Listening: new from reader-recommended Tame Impala. It’s a man rather than a band, following the modern configuration of one multi-instrumentalist guy recording the music tracks on his computer, making no money even with popularity since streaming pays next to nothing, and then grabbing some pick-up musicians to cash in by touring. He/they headlined Coachella last year with their brand of psychedelic music. I’m not sure how I feel about music being composed in computer-enhanced solitude since that sounds kind of deliberate and cold, but I like this OK and at least it doesn’t involve the “we’re a band” model of creativity by committee that usually isn’t sustainable.

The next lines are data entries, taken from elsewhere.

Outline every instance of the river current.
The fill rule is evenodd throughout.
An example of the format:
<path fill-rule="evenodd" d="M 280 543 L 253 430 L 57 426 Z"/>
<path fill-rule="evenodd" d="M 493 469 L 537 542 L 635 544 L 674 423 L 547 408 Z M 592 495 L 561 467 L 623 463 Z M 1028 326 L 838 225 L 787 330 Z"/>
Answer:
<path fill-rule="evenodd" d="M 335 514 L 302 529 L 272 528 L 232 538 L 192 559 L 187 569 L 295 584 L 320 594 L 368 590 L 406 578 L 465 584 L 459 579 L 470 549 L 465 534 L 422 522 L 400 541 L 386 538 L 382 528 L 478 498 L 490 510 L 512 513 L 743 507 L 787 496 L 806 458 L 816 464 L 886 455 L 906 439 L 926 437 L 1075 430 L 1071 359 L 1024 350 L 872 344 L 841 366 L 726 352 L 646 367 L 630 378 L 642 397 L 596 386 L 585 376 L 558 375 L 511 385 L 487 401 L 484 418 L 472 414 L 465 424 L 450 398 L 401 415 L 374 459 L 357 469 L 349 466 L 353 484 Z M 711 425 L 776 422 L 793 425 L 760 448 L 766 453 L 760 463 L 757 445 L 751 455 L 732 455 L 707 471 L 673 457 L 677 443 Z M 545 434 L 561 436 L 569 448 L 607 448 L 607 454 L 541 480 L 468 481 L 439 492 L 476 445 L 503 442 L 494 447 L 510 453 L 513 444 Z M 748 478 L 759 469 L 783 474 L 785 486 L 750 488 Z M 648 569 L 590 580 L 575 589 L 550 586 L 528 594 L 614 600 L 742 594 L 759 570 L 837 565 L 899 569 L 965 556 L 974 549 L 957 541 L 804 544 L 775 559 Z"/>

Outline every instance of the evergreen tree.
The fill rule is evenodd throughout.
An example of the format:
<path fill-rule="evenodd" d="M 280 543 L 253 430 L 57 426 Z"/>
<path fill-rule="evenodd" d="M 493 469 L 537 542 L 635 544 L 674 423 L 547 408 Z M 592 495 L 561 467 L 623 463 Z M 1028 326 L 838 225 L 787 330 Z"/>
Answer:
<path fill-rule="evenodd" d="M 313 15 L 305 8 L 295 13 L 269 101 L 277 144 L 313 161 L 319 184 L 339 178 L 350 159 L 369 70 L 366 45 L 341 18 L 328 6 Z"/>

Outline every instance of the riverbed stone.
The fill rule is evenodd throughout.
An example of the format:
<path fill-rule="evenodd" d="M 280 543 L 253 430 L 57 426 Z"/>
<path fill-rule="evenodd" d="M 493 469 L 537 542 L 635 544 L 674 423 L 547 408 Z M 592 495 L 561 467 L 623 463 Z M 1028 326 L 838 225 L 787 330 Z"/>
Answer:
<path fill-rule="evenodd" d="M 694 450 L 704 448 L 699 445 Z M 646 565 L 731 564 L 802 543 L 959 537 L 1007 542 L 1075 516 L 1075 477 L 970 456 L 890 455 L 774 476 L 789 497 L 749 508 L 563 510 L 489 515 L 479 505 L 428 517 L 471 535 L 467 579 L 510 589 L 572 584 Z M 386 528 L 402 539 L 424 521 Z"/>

The pandemic will get worse before it gets better, but imagine how it would be without the Internet and the ability it provides to to work from home, see patients remotely, inform the public, stash stay-at-home kids in front of streamed cartoons, and stay current on scientific developments. It has often brought out the worst in people (or perhaps just the worst of people), but let’s give some credit to Sir Tim Berners-Lee for inventing the World Wide Web in late 1990 that is benefitting the entire world now more than ever.


March 25 (Wednesday) 1 ET: “Streamlining Your Surgical Workflows for Better Financial Outcomes.” Sponsor: Intelligent Medical Objects. Presenters: David Bocanegra, RN, nurse informaticist, IMO; Alex Dawson, product manager, IMO. Health systems that struggle with coordinating operating rooms and scheduling surgeries can increase their profitability with tools that allow for optimal reimbursement. This webinar will identify practices to optimize OR workflows and provider reimbursement, discuss how changes to perioperative management of procedures can support increased profitability, and explore factors that can impede perioperative workflow practices.

March 26 (Thursday) 12:30 ET. “How to Use Automation to Reduce ‘My EHR is Slow’ Complaints.” Sponsor: Goliath Technologies. A common challenge is that a clinician is ready to work, but their technology is not. EHRs can be slow, logins not working, or printers and scanners are offline. Troubleshooting these end user tickets quickly is nearly impossible, especially in complex environments that might include Citrix or VMware Horizon. This webinar will present real-world examples of how leading health systems are using purpose-built technology with embedded automation and intelligence to proactively anticipate, troubleshoot, and prevent end user performance issue across their IT infrastructure and EHRs.

Previous webinars are on our YouTube channel. Contact Lorre to present your own.

Acquisitions, Funding, Business, and Stock


WebMD Health acquires Merck subsidiary The StayWell Company, which offers employee well-being, patient education, and patient engagement platforms.

Announcements and Implementations


QliqSoft releases a white-labeled COVID-19 patient screening and education tool package for hospitals that will need to manage an expected surge of patients.

A Black Book survey finds that EHR interoperability remains a challenge for hospital network physician practices, half of hospitals aren’t using outside patient information, and some hospitals are waiting for their current vendors to release solutions before buying anything new.

Another Black Book survey of 3,000 hospital nurses finds that their nearly universal dissatisfaction with EHRs in 2014 has swung to the positive. Nurses say that a hospital’s choice of EHR is among their top three criteria for deciding where to work, and nearly all of them say that EHR expertise is a highly sought employment skill. The hospital nurses ranked Meditech as the #1 EHR for nurse functionality and usability.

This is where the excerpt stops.